Im Zeitalter des Online-Handels erwarten die Kunden eine schnelle und unkomplizierte Lieferung. Hier kann ein „Waschabgleich“ der hauseigenen Daten mit den Daten einer anderen aktuellen Datenbank eines entsprechenden Dienstleisters viel Arbeit und Ärger ersparen. Dabei werden die Adressdaten des Bestellers mit dem Datenbestand eines Dienstleisters abgeglichen.

Sollten Negativmerkmale wie ein laufendes Inkassoverfahren, ein Mahn- oder Vollstreckungsbescheid, eine eidesstattliche Versicherung oder ein Haftbefehl bekannt sein, dann wird die Adresse aussortiert – Ihre Daten also „gewaschen“.

Nicht immer steckt freilich eine böse Absicht dahinter, wenn Sie Post von Ihren Kunden mit dem Vermerk „Unbekannt verzogen“ zurückbekommen. Daneben gibt es leider auch den Profischuldner.

Was können Sie tun, um den vergesslichen Kunden vom Profischuldner zu unterscheiden? Und vor allen Dingen: Wie können Sie den säumigen Schuldner wiederfinden?

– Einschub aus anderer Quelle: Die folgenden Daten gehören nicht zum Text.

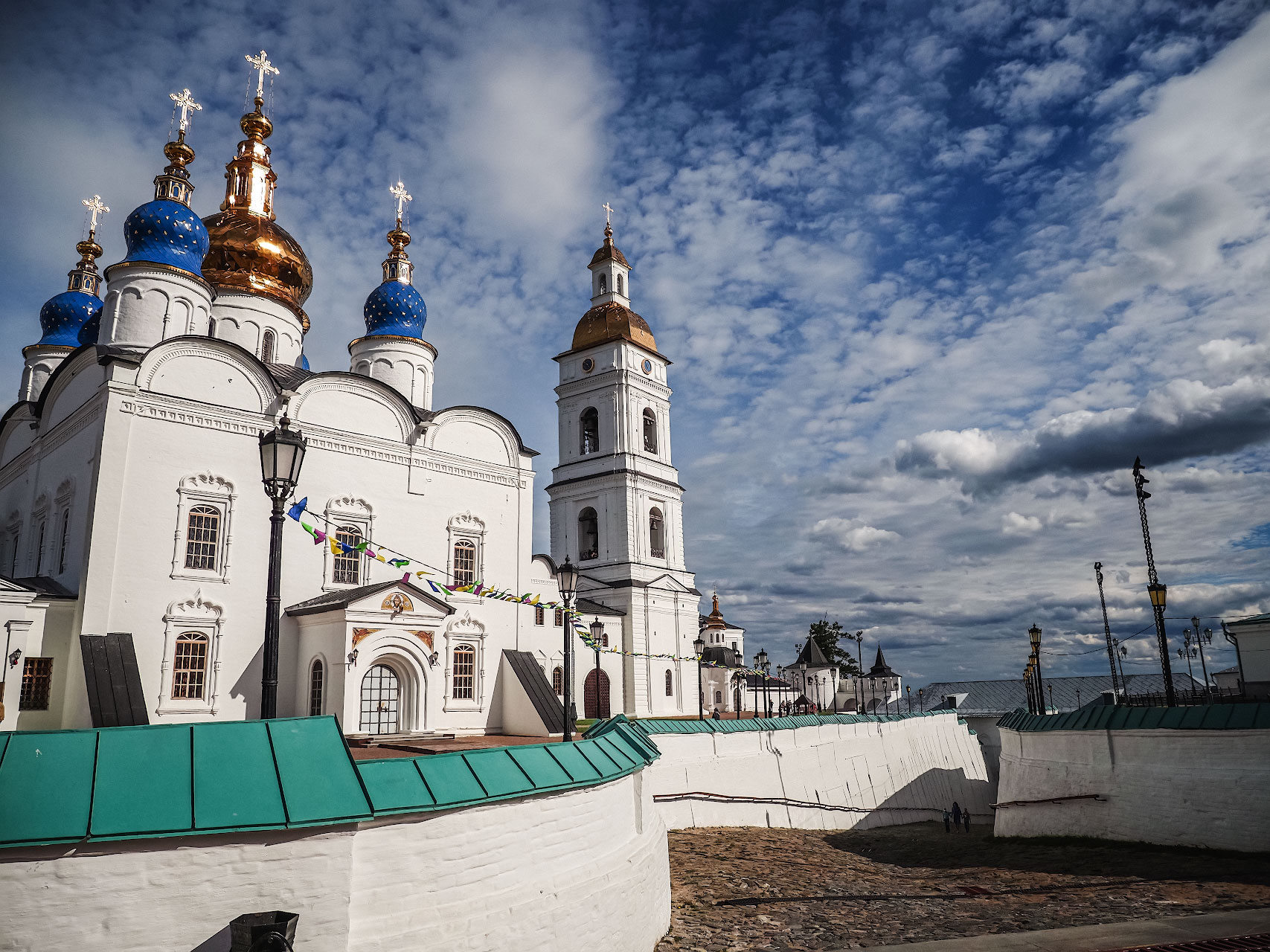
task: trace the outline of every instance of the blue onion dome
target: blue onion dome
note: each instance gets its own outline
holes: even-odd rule
[[[79,347],[84,343],[97,343],[97,329],[102,322],[102,298],[97,296],[102,278],[97,273],[97,258],[102,246],[89,232],[88,241],[75,245],[80,261],[70,272],[66,291],[51,297],[39,308],[39,329],[43,336],[41,344],[60,347]],[[84,329],[91,325],[91,341],[81,338]]]
[[[185,165],[193,161],[194,150],[185,143],[184,131],[175,142],[164,146],[164,155],[169,165],[155,176],[154,201],[135,209],[123,222],[128,246],[123,260],[164,264],[202,278],[208,237],[202,218],[189,207],[194,187]]]
[[[423,339],[423,325],[428,322],[428,306],[423,294],[410,284],[411,263],[405,253],[410,236],[403,231],[401,220],[389,232],[392,251],[384,261],[384,283],[371,292],[362,308],[368,336],[396,336]]]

Ein paar Hinweise gibt es schon, um „die Spreu vom Weizen“ zu trennen. Bei dem Kunden, der in der Hektik eines Umzugs vergessen hat, seine neue Anschrift mitzuteilen, werden Sie früher oder später eine neue Adresse in Erfahrung bringen.

Der Umgang mit dem Schuldenprofi

Anders sieht es dagegen beim Schuldenprofi aus. Der denkt gar nicht daran, sich seine Post nachsenden zu lassen. Wozu auch? Sein Ziel ist es ja gerade, „befreit“ von den unliebsamen Briefsendungen zu leben. Und schließlich besteht seine Taktik im Wesentlichen darin, Zeit zu gewinnen. Sie sind jetzt erst einmal damit beschäftigt, seine neue Adresse herauszufinden – und das dauert!

Was können Sie nun konkret unternehmen, um den verschollenen Schuldner aufzuspüren?

Eine schnelle und kostengünstige Überprüfung einer angegebenen Adresse verspricht die Deutsche Post AG mittels Anschriftenprüfkarte. Wesentlich einfacher lässt sich die Anschriftenprüfung mit dem WebsiteCheck der Deutschen Post AG durchführen.

Die Anfrage beim Einwohnermeldeamt ist nicht nur eine mühsame, sondern auch nicht unbedingt Erfolg versprechende Angelegenheit. Nach wie vor gibt es in Deutschland kein zentrales Melderegister.

Schuldner träumen häufig von einem „Neustart“ im Ausland. Sie wollen ihr altes Leben hinter sich lassen und glauben, in einem neuen Land mit neuen Menschen um sich herum, noch einmal von vorne beginnen zu können.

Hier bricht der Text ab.